In fact, a look at the history of the World Cup — FIFA’s major tournament — suggests that altitude has not hitherto been considered a problem. In 1970, the World Cup was played in Mexico and included four games in Toluca. FIFA’s posttournament report was more worried about the temperature and the concentration of games — “Three matches in nine days … played in hot weather, is too much.” It paid scant attention to altitude, starting its lone reference with a tentative “If there are problems of altitude …”
The World Cup returned to Mexico in 1986, and games were again played in Toluca.
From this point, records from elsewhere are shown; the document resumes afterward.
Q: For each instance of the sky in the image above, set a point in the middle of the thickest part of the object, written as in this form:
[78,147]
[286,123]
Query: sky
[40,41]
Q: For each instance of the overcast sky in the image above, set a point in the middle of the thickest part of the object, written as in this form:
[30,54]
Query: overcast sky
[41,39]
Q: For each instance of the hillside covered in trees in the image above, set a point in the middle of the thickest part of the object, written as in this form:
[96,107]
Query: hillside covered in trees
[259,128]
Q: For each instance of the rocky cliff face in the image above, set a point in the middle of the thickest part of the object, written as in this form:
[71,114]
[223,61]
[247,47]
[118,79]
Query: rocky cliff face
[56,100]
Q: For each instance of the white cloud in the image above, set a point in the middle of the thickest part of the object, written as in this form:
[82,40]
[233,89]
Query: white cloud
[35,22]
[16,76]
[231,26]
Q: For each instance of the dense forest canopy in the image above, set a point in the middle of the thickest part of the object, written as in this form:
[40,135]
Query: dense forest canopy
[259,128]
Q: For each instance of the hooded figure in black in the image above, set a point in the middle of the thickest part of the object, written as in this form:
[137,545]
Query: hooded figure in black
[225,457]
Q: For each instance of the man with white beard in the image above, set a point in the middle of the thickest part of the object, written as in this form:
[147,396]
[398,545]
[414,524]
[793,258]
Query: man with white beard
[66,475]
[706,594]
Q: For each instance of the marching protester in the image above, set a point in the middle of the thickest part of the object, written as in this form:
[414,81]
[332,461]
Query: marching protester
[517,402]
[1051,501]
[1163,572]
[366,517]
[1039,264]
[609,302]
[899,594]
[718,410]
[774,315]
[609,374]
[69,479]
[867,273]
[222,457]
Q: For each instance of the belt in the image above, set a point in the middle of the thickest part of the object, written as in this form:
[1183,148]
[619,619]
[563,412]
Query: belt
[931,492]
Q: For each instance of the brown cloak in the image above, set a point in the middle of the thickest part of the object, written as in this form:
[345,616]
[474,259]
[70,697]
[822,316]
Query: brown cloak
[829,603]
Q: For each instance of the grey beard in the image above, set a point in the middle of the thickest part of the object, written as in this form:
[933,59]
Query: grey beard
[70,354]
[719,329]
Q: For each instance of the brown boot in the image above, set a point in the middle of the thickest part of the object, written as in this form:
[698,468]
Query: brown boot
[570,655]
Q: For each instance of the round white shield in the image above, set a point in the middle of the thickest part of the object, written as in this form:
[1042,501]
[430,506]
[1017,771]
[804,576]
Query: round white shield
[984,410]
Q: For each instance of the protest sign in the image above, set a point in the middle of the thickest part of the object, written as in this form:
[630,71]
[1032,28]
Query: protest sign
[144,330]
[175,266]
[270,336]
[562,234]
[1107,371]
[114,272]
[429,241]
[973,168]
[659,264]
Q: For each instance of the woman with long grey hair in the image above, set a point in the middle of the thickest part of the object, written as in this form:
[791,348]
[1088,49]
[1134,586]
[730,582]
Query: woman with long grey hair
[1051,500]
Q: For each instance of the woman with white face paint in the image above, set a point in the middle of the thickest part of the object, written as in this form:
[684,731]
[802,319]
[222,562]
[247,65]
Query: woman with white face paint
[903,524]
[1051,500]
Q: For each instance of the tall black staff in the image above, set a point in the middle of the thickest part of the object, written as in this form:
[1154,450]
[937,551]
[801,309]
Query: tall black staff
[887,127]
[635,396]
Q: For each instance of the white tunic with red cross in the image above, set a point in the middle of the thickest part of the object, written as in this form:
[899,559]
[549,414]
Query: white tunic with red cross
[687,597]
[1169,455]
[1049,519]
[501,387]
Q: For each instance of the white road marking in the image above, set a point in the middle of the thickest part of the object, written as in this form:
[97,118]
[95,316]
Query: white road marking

This time the FIFA report stated that play was “minimally affected by the high altitude and the heat.”
Under the new FIFA limit, Toluca would be ruled out as a World Cup venue, whereas the huge Azteca Stadium in Mexico City (7,349 feet) — the site of two of the greatest World Cup finals in 1970 and 1986 — would be conveniently okay.
Morales has skillfully mobilized considerable support for his war on the FIFA ban. At the end of last week, all the members of the South American soccer confederation (Conmebol) — including Brazil — agreed to petition. “We will be asking FIFA to provisionally suspend the application of this measure until studies on the medical effects are concluded,” Conmebol’s secretary general, Eduardo Deluca, said.
A curious statement, obviously throwing doubt on whatever evidence the FIFA medical committee may have relied on when making its recommendation in favor of an 8,200-foot altitude ban.